Auteur : Luyten Dirk (Institution : CegeSoma)

Le 30 décembre 1944 paraît au Moniteur belge l’« arrêté-loi concernant la sécurité sociale des travailleurs », promulgué deux jours plus tôt. Cet arrêté-loi jette les bases du système de sécurité sociale pour les travailleurs (ouvriers et employés). Il prévoit l’octroi d’allocations de chômage, de pensions de retraite, d’assurance maladie et invalidité, d’allocations familiales et de congés payés pour les travailleurs.

Entre nouveau et ancien

La sécurité sociale introduite en 1944 ne sort nullement du néant ; elle trouve dans une large mesure ses racines dans les assurances sociales nées depuis la fin du 19e siècle. Le mouvement ouvrier a joué un rôle essentiel dans cette évolution.

Depuis cette période, les syndicats disposent en effet de caisses de chômage pour leurs membres, alors que les mutualités remboursent des frais médicaux et octroient des indemnités en cas d’incapacité de travail pour maladie. Il était aussi possible d’épargner pour sa retraite auprès de caisses spécifiques (ou auprès de la Caisse générale d’Epargne et de Retraite). A partir de 1924/1925, un système de retraite pour travailleurs et employés est introduit dans le secteur privé. La couverture pour le chômage et la maladie est organisée sur base volontaire : il n’y a pas d’obligation de s’affilier. Néanmoins, les pouvoirs publics (les communes, les provinces et, après la Première Guerre mondiale, l’Etat) couvrent une partie des frais par le biais de subsides. La pension de retraite est, quant à elle, obligatoire et financée par une contribution des employeurs et des employés ainsi que par un subside de l’Etat. Certains employeurs octroient des allocations familiales depuis la Première Guerre mondiale. A partir de 1930, le système est obligatoire.

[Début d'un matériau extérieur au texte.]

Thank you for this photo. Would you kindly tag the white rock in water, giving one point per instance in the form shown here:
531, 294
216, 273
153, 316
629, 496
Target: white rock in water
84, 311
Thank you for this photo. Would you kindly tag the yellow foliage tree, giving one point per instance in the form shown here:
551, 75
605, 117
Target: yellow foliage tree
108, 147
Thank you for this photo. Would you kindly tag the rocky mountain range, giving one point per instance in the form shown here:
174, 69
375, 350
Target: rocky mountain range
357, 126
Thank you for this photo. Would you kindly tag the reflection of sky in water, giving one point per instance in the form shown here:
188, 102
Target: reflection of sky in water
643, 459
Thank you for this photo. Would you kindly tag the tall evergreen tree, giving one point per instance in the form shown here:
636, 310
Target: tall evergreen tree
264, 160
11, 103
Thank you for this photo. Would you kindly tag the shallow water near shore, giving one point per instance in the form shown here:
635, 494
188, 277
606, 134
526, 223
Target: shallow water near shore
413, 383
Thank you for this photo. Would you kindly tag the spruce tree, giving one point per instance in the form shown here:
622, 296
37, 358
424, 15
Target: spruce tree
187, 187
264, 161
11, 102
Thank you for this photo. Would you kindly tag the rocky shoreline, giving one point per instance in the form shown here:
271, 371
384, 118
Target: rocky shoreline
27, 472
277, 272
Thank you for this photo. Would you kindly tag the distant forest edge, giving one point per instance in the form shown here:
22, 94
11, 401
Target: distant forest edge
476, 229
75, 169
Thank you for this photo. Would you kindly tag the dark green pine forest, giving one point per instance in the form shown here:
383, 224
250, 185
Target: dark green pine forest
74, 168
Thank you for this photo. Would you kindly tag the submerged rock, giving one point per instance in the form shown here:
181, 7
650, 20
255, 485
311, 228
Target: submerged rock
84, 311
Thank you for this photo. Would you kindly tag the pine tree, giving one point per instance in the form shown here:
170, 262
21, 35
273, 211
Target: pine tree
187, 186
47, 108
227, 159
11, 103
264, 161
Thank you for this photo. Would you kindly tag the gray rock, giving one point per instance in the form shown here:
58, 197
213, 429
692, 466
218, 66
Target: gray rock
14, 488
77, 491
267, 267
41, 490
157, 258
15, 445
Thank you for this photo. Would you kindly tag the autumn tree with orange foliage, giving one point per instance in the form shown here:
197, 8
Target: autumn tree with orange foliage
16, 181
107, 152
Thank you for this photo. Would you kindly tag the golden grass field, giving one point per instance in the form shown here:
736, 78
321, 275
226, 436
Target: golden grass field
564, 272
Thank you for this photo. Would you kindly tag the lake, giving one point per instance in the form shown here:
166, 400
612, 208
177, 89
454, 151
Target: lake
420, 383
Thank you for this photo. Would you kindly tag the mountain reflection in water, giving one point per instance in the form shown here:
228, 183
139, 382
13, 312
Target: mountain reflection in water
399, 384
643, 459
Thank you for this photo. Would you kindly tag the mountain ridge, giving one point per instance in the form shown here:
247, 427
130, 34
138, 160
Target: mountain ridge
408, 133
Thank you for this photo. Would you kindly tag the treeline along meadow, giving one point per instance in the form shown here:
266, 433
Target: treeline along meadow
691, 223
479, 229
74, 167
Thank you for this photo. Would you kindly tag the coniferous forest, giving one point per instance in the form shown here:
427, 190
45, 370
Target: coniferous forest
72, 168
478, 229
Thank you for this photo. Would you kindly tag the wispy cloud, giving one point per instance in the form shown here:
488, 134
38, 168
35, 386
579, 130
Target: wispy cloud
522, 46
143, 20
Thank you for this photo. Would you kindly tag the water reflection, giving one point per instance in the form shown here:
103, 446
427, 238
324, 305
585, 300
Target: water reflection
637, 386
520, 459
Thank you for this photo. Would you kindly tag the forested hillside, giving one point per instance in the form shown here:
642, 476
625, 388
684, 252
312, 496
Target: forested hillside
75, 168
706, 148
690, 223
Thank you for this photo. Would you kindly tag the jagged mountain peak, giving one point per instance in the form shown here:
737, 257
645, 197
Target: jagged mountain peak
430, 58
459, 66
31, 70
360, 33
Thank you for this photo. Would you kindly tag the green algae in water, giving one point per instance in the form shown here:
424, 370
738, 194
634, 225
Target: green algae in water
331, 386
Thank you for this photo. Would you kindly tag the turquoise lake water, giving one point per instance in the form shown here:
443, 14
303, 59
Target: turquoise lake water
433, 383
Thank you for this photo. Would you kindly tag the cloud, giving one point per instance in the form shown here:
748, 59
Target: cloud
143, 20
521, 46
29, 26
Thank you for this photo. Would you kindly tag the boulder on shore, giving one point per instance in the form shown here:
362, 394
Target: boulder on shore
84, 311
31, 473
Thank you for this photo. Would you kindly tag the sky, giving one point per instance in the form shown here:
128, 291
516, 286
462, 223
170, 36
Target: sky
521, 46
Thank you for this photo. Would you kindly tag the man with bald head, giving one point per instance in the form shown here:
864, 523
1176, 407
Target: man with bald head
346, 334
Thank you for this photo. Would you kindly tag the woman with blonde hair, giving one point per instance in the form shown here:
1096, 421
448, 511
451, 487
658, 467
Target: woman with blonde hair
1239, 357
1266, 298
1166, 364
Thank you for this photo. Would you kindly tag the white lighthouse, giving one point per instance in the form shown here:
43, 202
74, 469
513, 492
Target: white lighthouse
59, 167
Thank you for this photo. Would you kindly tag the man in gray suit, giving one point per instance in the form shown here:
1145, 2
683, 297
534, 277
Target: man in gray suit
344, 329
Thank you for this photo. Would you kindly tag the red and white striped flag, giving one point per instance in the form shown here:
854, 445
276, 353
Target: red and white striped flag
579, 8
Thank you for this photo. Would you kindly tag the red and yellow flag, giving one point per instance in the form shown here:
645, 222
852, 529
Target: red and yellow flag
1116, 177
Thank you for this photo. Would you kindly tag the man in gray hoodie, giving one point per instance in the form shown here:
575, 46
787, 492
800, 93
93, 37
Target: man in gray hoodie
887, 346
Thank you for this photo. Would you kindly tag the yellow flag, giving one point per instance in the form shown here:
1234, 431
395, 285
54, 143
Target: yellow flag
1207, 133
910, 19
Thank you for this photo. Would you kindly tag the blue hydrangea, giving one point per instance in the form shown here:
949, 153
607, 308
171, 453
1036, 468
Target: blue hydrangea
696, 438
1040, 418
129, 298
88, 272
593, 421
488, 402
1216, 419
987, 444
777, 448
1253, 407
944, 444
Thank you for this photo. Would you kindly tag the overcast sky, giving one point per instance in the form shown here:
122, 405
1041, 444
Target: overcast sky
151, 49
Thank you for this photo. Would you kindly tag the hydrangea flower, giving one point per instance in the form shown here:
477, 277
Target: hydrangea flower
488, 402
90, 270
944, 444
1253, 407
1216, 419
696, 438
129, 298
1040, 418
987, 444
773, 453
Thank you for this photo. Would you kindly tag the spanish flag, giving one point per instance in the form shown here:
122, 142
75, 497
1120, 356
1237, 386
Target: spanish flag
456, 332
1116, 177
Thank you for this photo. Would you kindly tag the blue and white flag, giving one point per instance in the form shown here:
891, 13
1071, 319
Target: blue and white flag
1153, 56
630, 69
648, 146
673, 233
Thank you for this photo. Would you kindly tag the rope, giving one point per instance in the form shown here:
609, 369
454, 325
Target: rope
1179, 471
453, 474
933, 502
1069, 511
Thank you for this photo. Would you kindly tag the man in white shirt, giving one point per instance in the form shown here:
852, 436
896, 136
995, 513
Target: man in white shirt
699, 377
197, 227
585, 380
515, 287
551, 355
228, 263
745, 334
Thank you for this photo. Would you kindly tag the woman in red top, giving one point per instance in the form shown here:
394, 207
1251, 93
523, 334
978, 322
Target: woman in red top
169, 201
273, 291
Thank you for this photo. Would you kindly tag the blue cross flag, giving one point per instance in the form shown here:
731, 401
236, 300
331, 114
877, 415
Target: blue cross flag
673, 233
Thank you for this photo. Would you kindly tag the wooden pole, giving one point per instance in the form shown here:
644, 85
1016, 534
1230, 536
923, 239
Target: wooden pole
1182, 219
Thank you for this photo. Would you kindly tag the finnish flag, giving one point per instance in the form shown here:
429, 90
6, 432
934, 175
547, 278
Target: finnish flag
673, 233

Si la sécurité sociale de 1944 intègre les dispositions règlementaires existantes, elle innove cependant sur cinq points. L’ensemble du dispositif est désormais obligatoire pour les ouvriers et les employés du secteur privé. Outre les travailleurs, les employeurs doivent désormais également payer des contributions (un pourcentage calculé sur le salaire) comme c’est le cas pour la pension de retraite depuis 1924/1925. L’employeur prélève les contributions et les verse à une nouvelle institution publique – l’Office national de Sécurité sociale – qui finance l’ensemble du système. C’est ainsi que la sécurité sociale a désormais un caractère public. Les assurances sociales étaient des dispositions distinctes, la sécurité sociale est un système intégré. Cela signifie par exemple que quelqu’un qui devient chômeur reste automatiquement couvert dans les autres branches de la sécurité sociale (par exemple en matière d’assurance maladie). Les indemnités sont augmentées.

Pour la mise en œuvre des assurances sociales, des organisations sociales privées telles les syndicats, les mutualités et les caisses d’allocations familiales liées aux organisations patronales jouent un rôle central. Ce système est maintenu avec l’adoption de la sécurité sociale : les syndicats, les mutualités et les caisses d’allocations familiales continuent de verser les indemnités. Les organisations peuvent ainsi faire le lien entre leurs membres et la sécurité sociale, renforçant d’autant leur position de force.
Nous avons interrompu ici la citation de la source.